Я отложил планшет.
Любопытно. Очень любопытно. После всего, что между нами было, после всех ее унижений и подстав, она приходит ко мне за помощью?
Мы договорились больше не враждовать, но чтобы она вот так быстро сдалась и сама пришла. Тут что-то не чисто…
А может, ситуация у нее была действительно патовая. Она боялась. Панически боялась снова ошибиться и окончательно похоронить свою карьеру.
— Конечно, — я ответил ровным, профессиональным тоном, не давая ей почувствовать мое настроение. — Что за пациент?
Она с видимым облегчением подошла и протянула мне историю болезни.
— Валентин Свиридов, сорок пять лет. Поступил к нам час назад. Жалобы на сильный шум в ушах, тошноту, спутанность сознания. И еще… — она замялась, — он дышит как-то странно. Очень часто и глубоко.

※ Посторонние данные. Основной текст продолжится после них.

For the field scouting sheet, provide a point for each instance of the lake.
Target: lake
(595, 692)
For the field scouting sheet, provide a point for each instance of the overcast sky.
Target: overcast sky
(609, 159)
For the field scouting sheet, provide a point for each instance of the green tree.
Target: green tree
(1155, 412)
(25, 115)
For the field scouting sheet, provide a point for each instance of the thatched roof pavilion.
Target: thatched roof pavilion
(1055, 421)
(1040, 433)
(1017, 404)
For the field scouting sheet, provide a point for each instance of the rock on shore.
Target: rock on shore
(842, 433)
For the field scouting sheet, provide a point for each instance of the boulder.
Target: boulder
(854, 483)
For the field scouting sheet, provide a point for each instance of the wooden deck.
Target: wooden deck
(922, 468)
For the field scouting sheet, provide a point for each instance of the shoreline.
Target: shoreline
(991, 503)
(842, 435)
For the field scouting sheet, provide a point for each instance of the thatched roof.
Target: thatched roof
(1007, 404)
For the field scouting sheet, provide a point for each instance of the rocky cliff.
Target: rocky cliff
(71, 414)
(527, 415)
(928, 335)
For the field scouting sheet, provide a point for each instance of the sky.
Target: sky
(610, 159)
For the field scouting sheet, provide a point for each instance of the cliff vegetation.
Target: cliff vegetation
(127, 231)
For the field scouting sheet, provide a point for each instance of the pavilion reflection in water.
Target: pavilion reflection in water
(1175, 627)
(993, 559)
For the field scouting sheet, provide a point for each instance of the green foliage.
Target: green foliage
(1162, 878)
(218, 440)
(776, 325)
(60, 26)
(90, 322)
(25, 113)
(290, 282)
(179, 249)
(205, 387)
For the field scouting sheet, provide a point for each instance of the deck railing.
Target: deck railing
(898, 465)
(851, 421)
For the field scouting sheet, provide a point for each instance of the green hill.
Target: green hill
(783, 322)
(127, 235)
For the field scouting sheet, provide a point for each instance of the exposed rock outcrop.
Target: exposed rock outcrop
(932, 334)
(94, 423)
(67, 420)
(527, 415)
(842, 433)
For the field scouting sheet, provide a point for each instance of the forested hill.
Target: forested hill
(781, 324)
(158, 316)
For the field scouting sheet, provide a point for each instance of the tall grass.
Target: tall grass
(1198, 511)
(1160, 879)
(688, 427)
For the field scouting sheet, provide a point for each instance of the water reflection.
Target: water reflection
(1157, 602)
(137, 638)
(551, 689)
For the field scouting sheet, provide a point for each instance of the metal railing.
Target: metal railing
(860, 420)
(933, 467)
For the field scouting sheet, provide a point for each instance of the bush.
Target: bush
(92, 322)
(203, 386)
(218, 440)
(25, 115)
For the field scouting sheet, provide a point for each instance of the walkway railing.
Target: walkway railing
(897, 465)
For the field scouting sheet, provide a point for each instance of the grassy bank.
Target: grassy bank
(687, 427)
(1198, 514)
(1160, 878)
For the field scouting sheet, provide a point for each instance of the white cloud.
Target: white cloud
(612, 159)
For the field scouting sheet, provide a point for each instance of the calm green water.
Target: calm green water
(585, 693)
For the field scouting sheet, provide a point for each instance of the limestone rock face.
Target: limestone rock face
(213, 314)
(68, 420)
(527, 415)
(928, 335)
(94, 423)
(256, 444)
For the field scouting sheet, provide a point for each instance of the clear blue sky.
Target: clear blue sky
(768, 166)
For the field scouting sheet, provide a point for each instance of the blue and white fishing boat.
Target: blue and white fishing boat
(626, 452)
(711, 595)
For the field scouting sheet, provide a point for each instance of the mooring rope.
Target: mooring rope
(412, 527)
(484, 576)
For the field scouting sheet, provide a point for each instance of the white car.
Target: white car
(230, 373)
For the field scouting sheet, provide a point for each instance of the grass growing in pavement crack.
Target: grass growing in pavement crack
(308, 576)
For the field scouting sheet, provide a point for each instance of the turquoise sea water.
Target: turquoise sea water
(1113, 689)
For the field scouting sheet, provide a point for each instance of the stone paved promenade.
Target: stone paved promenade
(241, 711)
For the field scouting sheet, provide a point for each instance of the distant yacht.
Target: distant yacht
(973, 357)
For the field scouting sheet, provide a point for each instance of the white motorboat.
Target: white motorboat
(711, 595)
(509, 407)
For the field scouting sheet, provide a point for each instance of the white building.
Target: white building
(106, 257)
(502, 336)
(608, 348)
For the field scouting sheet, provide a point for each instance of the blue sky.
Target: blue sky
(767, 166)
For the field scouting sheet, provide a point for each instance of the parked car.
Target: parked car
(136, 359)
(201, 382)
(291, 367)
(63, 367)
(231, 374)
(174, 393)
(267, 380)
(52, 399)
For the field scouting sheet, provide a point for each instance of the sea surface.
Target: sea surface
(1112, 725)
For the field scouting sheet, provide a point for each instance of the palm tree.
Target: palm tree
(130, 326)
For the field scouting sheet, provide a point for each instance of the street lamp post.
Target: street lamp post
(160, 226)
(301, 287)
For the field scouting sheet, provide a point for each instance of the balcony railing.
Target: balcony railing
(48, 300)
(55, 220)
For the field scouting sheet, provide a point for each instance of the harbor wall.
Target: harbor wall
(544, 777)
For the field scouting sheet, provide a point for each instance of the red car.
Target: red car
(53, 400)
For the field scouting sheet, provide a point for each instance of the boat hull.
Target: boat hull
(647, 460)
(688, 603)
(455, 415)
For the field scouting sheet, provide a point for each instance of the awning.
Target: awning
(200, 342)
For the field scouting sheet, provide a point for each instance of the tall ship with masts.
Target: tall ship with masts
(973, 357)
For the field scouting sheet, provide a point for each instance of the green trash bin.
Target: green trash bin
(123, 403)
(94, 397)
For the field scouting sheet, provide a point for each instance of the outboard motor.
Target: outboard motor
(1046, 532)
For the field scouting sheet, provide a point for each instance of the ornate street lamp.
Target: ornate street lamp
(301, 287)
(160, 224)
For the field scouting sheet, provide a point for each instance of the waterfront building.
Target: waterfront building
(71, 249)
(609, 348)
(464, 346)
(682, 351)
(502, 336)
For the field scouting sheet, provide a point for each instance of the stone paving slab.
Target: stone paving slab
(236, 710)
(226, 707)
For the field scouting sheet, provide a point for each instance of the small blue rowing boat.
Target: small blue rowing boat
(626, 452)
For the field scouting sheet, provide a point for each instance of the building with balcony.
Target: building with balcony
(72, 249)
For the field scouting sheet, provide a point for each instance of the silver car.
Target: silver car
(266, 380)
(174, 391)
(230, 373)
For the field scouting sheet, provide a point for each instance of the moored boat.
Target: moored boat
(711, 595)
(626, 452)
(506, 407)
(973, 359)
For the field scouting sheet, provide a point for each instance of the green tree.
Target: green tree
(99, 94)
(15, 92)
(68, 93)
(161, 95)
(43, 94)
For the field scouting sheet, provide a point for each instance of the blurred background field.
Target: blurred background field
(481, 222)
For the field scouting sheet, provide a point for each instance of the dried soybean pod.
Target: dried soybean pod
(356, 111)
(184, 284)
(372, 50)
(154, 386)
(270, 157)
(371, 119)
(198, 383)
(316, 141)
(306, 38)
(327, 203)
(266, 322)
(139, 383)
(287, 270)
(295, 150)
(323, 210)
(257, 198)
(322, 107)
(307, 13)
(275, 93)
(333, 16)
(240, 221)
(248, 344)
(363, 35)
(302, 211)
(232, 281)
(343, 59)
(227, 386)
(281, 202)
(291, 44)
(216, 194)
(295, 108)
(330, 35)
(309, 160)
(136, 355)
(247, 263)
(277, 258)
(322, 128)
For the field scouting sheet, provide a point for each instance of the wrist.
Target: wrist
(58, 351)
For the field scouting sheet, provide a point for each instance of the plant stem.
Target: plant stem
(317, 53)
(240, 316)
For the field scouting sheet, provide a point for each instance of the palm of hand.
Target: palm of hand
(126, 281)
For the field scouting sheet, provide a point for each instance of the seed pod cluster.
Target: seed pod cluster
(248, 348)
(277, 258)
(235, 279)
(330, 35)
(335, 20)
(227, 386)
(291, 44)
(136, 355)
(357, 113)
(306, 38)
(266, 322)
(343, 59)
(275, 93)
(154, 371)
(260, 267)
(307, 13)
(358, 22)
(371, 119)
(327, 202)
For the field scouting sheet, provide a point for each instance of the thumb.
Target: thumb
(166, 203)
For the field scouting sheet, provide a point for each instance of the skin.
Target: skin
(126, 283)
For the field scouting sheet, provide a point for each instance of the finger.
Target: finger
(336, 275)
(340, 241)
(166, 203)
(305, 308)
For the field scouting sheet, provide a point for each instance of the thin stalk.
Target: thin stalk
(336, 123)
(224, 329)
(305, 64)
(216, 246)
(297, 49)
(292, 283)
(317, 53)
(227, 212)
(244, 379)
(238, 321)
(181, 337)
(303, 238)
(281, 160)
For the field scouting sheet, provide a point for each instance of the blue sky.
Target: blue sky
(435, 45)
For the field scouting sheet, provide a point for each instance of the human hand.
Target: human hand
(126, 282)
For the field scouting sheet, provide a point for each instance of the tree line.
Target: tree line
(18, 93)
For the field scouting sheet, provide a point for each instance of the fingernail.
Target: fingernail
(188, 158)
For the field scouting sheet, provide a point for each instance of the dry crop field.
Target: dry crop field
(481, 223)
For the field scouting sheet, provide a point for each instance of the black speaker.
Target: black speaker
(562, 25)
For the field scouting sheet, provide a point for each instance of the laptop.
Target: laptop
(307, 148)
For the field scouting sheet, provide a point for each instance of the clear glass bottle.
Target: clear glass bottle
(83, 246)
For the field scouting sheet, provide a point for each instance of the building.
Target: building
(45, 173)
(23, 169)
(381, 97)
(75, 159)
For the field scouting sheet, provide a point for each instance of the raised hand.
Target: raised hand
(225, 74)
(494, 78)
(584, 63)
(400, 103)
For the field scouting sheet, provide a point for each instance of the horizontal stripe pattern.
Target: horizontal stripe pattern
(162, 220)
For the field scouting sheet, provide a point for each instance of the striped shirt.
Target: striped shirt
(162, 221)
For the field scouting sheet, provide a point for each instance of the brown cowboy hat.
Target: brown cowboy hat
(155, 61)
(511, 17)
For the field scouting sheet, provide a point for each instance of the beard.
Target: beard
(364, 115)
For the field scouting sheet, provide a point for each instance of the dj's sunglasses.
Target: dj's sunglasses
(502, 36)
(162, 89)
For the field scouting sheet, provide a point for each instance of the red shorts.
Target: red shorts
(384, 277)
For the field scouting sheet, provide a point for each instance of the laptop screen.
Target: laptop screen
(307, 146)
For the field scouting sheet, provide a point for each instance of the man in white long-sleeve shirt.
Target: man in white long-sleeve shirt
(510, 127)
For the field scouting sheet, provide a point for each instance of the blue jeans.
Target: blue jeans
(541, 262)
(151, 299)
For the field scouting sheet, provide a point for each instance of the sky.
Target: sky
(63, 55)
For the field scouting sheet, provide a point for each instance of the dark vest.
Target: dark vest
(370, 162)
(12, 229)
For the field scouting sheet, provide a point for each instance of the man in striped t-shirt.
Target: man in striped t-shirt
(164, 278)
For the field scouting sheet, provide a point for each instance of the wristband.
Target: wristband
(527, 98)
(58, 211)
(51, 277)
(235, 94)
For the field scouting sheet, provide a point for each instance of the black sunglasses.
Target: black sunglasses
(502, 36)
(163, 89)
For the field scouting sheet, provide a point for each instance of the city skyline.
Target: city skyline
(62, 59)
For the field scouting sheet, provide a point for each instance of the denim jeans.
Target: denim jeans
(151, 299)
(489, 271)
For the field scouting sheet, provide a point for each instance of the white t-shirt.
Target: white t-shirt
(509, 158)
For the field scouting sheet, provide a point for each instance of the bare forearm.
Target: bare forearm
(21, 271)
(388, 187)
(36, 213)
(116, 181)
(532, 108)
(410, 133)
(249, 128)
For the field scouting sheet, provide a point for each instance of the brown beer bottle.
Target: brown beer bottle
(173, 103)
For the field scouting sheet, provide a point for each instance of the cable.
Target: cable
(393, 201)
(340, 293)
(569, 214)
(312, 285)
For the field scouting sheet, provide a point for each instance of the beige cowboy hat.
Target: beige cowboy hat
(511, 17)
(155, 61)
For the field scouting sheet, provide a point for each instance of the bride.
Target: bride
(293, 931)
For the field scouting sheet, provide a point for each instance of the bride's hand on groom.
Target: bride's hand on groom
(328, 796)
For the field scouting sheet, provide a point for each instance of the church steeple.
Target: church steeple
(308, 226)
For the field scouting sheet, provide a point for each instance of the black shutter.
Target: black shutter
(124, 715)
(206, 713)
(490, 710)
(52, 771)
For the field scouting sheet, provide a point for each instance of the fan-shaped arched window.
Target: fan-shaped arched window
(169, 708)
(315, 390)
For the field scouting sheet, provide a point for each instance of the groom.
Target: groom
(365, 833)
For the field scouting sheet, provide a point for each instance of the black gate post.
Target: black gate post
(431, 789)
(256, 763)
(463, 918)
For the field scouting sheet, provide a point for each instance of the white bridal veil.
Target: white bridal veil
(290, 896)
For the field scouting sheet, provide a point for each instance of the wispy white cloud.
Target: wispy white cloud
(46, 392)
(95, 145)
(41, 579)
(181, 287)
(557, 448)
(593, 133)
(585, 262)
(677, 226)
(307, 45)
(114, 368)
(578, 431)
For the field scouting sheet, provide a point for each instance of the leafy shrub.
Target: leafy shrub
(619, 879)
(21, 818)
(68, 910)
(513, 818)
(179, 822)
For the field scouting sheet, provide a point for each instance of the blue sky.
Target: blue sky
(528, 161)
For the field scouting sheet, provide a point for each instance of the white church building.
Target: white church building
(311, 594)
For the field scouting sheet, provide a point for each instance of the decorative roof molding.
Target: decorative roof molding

Я быстро пробежал глазами анамнез. Действительно, очень необычный набор симптомов, не укладывающийся ни в одну из классических картин. Странное дыхание… — эта деталь сразу зацепилась у меня в голове.
— Анализы уже делали?
— Да, конечно. Общий анализ крови, биохимия — все в пределах абсолютной нормы, — в ее голосе звучало отчаяние. — Я сначала думала, может, что-то неврологическое. ОНМК? Но клиники нет. Интоксикация неизвестным веществом? Тоже не похоже. Я… я не знаю, Илья.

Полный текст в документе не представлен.